Most presentations of automatic differentiation show examples where you differentiate a function with respect to only a single parameter, but the technique described above computes *every derivative simultaneously*. Obviously that's more general, but you typically don't need all of the derivatives which makes this technique a little wasteful.

So as a first optimization, review the starting configuration for automatic differentiation described above and consider what happens when you're interested in the derivative of x0 *only*:

```
public static Number Differentiate_X0(
double x0, double x1, double x2,
Func<Number, Number, Number, Number> func) =>
func(new Number(x0, 1, 0, 0),
new Number(x1, 0, 0, 0),
new Number(x2, 0, 0, 0));
```

When you only want one of the derivatives, the ϵ coefficient of all other parameters would be zero, and all of those array slots filled with zeroes would stay zero throughout the whole computation. So toss them out!

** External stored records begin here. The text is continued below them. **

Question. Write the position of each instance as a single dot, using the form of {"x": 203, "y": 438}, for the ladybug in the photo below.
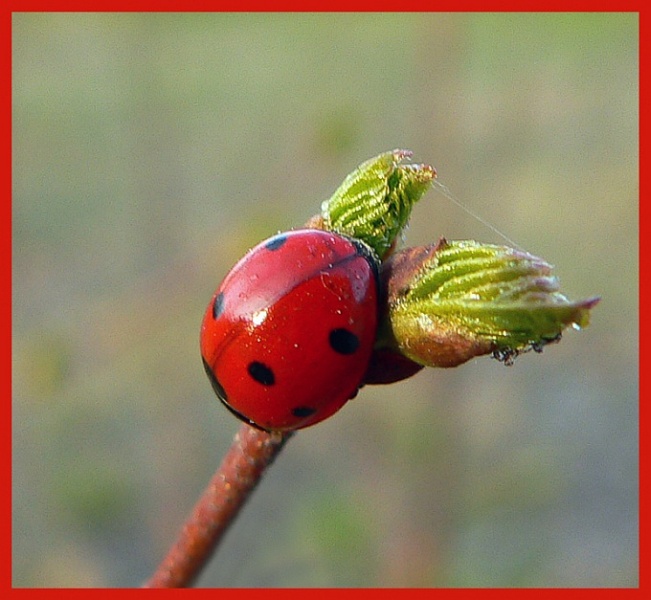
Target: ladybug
{"x": 287, "y": 337}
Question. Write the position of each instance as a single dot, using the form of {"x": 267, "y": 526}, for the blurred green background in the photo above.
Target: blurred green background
{"x": 151, "y": 150}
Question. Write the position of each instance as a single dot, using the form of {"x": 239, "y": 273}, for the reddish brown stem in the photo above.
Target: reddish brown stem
{"x": 251, "y": 452}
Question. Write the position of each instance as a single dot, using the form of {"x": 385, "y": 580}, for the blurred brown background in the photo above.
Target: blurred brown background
{"x": 151, "y": 150}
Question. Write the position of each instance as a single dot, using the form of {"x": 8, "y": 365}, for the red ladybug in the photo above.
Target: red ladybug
{"x": 288, "y": 335}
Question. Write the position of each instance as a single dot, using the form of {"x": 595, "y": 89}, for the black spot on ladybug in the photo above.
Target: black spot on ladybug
{"x": 219, "y": 390}
{"x": 218, "y": 305}
{"x": 303, "y": 411}
{"x": 343, "y": 341}
{"x": 261, "y": 373}
{"x": 278, "y": 241}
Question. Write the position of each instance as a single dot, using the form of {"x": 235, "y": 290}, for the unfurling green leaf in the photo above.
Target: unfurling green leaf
{"x": 449, "y": 302}
{"x": 374, "y": 202}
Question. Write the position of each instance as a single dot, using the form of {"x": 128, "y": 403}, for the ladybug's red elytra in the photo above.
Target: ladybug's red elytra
{"x": 288, "y": 335}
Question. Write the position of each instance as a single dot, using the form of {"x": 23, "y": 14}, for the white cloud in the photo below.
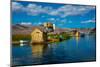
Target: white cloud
{"x": 67, "y": 10}
{"x": 63, "y": 11}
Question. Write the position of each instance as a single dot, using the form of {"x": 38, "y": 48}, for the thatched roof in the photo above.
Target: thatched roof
{"x": 41, "y": 28}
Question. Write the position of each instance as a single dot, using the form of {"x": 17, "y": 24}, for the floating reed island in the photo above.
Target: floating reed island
{"x": 44, "y": 33}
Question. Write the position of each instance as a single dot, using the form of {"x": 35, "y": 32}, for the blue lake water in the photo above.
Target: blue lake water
{"x": 76, "y": 49}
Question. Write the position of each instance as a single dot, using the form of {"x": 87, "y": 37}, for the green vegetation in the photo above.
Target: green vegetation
{"x": 52, "y": 37}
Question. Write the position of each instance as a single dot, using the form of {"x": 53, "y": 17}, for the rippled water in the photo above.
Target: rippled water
{"x": 73, "y": 50}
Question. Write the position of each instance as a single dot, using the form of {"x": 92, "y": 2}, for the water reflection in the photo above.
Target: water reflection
{"x": 77, "y": 40}
{"x": 75, "y": 49}
{"x": 38, "y": 50}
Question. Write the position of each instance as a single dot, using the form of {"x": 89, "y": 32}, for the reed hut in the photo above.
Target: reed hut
{"x": 38, "y": 35}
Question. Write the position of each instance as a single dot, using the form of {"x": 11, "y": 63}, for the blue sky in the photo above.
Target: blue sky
{"x": 62, "y": 15}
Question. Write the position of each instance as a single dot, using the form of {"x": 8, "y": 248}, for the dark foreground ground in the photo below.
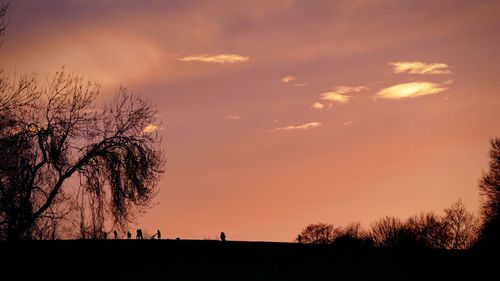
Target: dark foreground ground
{"x": 215, "y": 260}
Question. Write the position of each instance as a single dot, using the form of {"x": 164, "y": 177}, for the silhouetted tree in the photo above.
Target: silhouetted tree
{"x": 461, "y": 226}
{"x": 489, "y": 186}
{"x": 392, "y": 232}
{"x": 352, "y": 235}
{"x": 319, "y": 233}
{"x": 3, "y": 24}
{"x": 59, "y": 151}
{"x": 429, "y": 230}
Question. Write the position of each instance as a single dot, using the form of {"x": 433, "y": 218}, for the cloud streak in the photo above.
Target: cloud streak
{"x": 339, "y": 95}
{"x": 317, "y": 105}
{"x": 219, "y": 58}
{"x": 292, "y": 81}
{"x": 410, "y": 90}
{"x": 150, "y": 128}
{"x": 305, "y": 126}
{"x": 418, "y": 67}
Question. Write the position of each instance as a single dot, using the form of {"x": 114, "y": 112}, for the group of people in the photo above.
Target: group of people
{"x": 138, "y": 234}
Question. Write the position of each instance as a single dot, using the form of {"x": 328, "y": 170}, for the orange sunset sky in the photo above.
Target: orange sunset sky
{"x": 277, "y": 114}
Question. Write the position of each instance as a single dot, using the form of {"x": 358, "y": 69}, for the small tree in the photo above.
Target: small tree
{"x": 489, "y": 186}
{"x": 461, "y": 226}
{"x": 3, "y": 25}
{"x": 319, "y": 233}
{"x": 392, "y": 232}
{"x": 429, "y": 230}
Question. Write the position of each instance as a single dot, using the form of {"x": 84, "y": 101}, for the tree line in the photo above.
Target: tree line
{"x": 457, "y": 228}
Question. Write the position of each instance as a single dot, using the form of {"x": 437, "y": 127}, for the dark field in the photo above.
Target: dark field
{"x": 215, "y": 260}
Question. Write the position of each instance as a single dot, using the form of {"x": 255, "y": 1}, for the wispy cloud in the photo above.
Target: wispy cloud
{"x": 288, "y": 79}
{"x": 219, "y": 58}
{"x": 317, "y": 105}
{"x": 340, "y": 94}
{"x": 150, "y": 128}
{"x": 305, "y": 126}
{"x": 410, "y": 90}
{"x": 292, "y": 81}
{"x": 418, "y": 67}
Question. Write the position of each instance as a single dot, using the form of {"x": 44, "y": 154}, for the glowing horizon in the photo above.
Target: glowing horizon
{"x": 278, "y": 114}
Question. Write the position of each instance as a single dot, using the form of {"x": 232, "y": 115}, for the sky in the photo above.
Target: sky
{"x": 278, "y": 114}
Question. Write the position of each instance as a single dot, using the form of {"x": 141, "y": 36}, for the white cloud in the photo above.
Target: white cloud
{"x": 292, "y": 81}
{"x": 339, "y": 95}
{"x": 288, "y": 79}
{"x": 219, "y": 58}
{"x": 418, "y": 67}
{"x": 317, "y": 105}
{"x": 305, "y": 126}
{"x": 150, "y": 128}
{"x": 410, "y": 90}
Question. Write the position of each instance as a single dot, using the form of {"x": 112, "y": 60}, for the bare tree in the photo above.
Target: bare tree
{"x": 392, "y": 232}
{"x": 489, "y": 186}
{"x": 61, "y": 151}
{"x": 429, "y": 230}
{"x": 461, "y": 226}
{"x": 3, "y": 24}
{"x": 319, "y": 233}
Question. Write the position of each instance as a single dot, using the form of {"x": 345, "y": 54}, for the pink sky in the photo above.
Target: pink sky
{"x": 277, "y": 114}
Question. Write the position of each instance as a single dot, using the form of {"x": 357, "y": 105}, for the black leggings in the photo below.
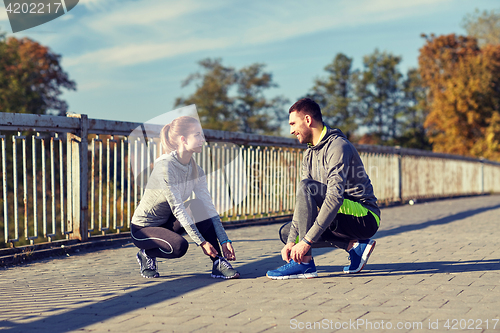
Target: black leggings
{"x": 166, "y": 241}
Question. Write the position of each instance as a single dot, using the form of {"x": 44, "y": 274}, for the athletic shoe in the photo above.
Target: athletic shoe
{"x": 359, "y": 255}
{"x": 222, "y": 269}
{"x": 292, "y": 270}
{"x": 148, "y": 265}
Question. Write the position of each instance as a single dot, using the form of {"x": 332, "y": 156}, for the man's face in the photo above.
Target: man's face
{"x": 299, "y": 127}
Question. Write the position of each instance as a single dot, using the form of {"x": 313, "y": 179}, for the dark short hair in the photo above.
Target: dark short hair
{"x": 309, "y": 107}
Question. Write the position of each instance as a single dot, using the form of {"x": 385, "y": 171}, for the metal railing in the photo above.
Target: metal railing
{"x": 74, "y": 177}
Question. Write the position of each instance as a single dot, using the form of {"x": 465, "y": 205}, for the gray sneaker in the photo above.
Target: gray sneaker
{"x": 149, "y": 268}
{"x": 222, "y": 269}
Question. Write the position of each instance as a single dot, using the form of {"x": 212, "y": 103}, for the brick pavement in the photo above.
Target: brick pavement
{"x": 433, "y": 262}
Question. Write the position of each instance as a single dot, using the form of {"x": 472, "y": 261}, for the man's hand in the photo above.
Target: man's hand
{"x": 208, "y": 249}
{"x": 285, "y": 251}
{"x": 299, "y": 251}
{"x": 228, "y": 251}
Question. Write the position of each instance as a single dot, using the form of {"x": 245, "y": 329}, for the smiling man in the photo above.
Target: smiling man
{"x": 335, "y": 203}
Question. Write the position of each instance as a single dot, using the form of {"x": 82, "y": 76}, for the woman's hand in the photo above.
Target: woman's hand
{"x": 208, "y": 249}
{"x": 228, "y": 251}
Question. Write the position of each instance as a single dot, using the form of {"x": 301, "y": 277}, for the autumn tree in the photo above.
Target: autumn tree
{"x": 463, "y": 94}
{"x": 31, "y": 78}
{"x": 234, "y": 100}
{"x": 484, "y": 26}
{"x": 335, "y": 95}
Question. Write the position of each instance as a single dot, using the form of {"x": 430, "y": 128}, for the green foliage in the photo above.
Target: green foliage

Create a specialized `Number`

type that doesn't incur any array allocations at all by replacing `Derivatives`

with a single `System.Double`

corresponding to the one parameter that's being differentiated. That parameter gets a 1 as the extra term when differentiating, the rest all start with 0.

So while you can only differentiate with respect to one variable at a time with this more specialized `Number`

type, you only need to carry around an extra double for each step in the calculation. This would be very space and time efficient!